VLAN & access router
-
Hi
Can you please help me with my home network ?
I created 3 VLAN's from main network I can't access router GUI.My network:
Modem => pfSense => routeron pfSense and router I have created 3 VLANs:
- 192.168.500.1 => main network (for trusted devices) (has access to quest & IOT netowrk)
- 192.168.600.1 => for quests (can't access main one neither IOT netowrk)
- 192.168.700.1 => IOT (can't access main one neither quests network)
my pfsense adress is: 192.168.100.1
my router adress is: 192.168.100.2When I am connected to main network (192.168.500.1) I can access pfSense but I can't access router.
Can you pleae advice, what should I do to access router GUI from my main VLAN? To be specific, what shoud I do to access from 192.168.500.1 netork my router with adress 192.168.100.2 ?Thanks in advance.
-
@wool3095 said in VLAN & access router:
on pfSense and router I have created 3 VLANs:
Why would create them on both? If your downstream router is routing these networks - the the only network to pfsense between your pfsense and your downstream router would be a transit network, ie this 192.168.100 network it seems.
Pfsense would have no use for vlans on it for these other networks. The only thing it needs is routes to them, and need to create rules on the transit that allows the downstream.
Happy to help but your going to need to provide some more details - what is this downstream router from pfsense? How do you have everything connected? Do they all run through some layer 2 switch, is this downstream router a L3 switch doing routing?
edit here is a good drawing for doing a downstream router on pfsense.
-
Hi Johnpoz
I tried to make a drawing ( do not know how to post it correctly as you did, but I managed :) )
Link to drawing
Hope it explain.ps.
My home set up is not very complicated. -
@wool3095 ah if your just using some old wifi router as AP then wouldn't really call it a router.
Does that router actually support vlan tags for your different ssids? And I wouldn't run vlans over a dumb switch.. You can sometimes get away with it, but its not best practice that is for sure. Are you plugging anything else into that switch while the dumb switch might not strip tags, it doesn't understand them so any multicast or broadcast is going to go out all its ports, so you don't really have actual isolation.
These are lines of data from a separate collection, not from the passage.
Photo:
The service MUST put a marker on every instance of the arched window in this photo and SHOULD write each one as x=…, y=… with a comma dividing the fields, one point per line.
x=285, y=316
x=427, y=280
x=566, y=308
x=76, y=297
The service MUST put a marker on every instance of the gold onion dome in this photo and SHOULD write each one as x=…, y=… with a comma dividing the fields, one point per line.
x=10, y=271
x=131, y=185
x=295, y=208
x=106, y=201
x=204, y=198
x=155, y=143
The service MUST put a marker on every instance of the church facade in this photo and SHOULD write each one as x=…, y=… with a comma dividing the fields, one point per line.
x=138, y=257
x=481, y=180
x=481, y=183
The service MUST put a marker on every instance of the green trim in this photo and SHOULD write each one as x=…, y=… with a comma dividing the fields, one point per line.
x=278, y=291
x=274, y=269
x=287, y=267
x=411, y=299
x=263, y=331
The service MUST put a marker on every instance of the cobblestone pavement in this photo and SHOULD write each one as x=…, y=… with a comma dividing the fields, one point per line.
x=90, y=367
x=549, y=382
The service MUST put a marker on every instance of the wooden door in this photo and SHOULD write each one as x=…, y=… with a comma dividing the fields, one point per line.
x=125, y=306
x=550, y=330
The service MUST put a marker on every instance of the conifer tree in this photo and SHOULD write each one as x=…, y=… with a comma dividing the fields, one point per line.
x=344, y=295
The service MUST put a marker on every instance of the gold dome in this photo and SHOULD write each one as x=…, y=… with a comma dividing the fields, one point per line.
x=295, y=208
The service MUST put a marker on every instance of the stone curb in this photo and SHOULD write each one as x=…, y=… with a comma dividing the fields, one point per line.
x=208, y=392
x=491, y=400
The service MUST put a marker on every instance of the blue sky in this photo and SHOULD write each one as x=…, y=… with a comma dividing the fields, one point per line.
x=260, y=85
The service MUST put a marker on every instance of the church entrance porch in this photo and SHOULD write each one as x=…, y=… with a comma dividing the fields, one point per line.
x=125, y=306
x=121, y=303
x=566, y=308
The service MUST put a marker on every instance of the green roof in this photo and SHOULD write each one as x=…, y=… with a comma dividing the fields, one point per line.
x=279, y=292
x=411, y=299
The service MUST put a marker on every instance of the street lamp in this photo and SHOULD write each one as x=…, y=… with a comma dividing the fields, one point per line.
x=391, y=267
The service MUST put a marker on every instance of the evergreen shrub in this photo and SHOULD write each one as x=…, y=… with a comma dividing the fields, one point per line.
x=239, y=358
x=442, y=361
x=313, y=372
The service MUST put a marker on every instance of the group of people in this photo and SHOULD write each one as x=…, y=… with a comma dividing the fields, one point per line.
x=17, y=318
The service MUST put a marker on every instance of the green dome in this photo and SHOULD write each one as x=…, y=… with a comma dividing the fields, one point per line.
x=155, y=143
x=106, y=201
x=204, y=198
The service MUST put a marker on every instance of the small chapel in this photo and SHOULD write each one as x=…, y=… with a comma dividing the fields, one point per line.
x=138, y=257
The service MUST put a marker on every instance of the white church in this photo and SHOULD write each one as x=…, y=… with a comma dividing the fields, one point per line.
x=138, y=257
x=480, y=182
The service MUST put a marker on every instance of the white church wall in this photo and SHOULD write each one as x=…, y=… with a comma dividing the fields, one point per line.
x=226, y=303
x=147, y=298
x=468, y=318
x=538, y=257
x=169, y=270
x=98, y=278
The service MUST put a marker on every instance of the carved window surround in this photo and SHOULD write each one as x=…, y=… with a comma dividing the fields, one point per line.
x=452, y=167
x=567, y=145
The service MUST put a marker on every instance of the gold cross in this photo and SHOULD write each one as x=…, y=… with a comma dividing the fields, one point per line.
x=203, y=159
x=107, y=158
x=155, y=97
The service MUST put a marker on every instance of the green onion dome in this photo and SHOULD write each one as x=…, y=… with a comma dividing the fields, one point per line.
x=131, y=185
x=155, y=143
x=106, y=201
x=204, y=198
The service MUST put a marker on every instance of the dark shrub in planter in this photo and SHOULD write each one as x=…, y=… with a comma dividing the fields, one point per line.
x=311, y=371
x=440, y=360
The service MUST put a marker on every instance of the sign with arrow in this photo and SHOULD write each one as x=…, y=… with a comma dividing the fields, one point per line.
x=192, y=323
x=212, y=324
Do your clients get the IPs on your different networks from pfsense dhcp.. When you connect to the different ssids?
If the router your using for your AP doesn't allow for a gateway, then you wouldn't be able to connect to it from another network.. Or if some netgear - just sort of ran into that same issue here for someone else.
You can get around that with outbound nat - I go over that in the above thread linked too.
-
Hi
Yes, Router works well with VLANs so all my 3 networks works well, I have different devices right now connected to each network and all works like a charm. So yes, all of my clients on 3 different networks get IP addresses and are connected to internet.
Switch is right now optional. As info that is small 5 port switch, basically router is plugged in and Raspberry Pi (currently not used - so I do not know if it got IP address).
I can take a way Switch, that is not a problem (it was used more in the past, now is optional).I will need to check if that router allow gateway. I will investigate and revert back.
-
@wool3095 You can prob use the dumb switch - just pointing out its not good practice to run vlans over a dumb switch because it does not understand them and any multicast or broadcast will just go out every port.
if you were going to just use it as an extension wouldn't be a big deal if only pfsense and your AP were plugged into it. Not a major concern in a home setup - but for example since the switch doesn't really understand tags.. I could plug a device into any of those ports and be on whatever vlan I want by just using a tag.. Again not prob a big concern in home setup. Just something to be aware of is all, and if you are going to start playing with vlans I would suggest you get an actual vlan capable switch to use.. They can be had for like $40 for a cheap 8 port gig, etc.
If your clients on your AP different wifi are getting put on the correct networks that is a good and your tagging is working from your AP.. As to why you can not access the gui of this now AP on 192.168.100.2 from say 192.168.500.x -- this screams the device doesn't have a gateway and doesn't know how to get back to 192.168.500.x
Or like the guy in the other thread something to do with his routers AP "mode" even though the device had a gateway, etc. You could prob work around the problem with the outbound nat setting gone over in that thread.
-
192.168.500.X, 192.168.600.X, 192.168.700.X are not valid ipv4 networks!
Largest octet is 255… -
@azdeltawye heha very true.. He is obfuscating them clearly ;)
-
Hi
Yes, networks are not correct, that are example for easy explanation nothing else.I will look a bit later at another post and revert back.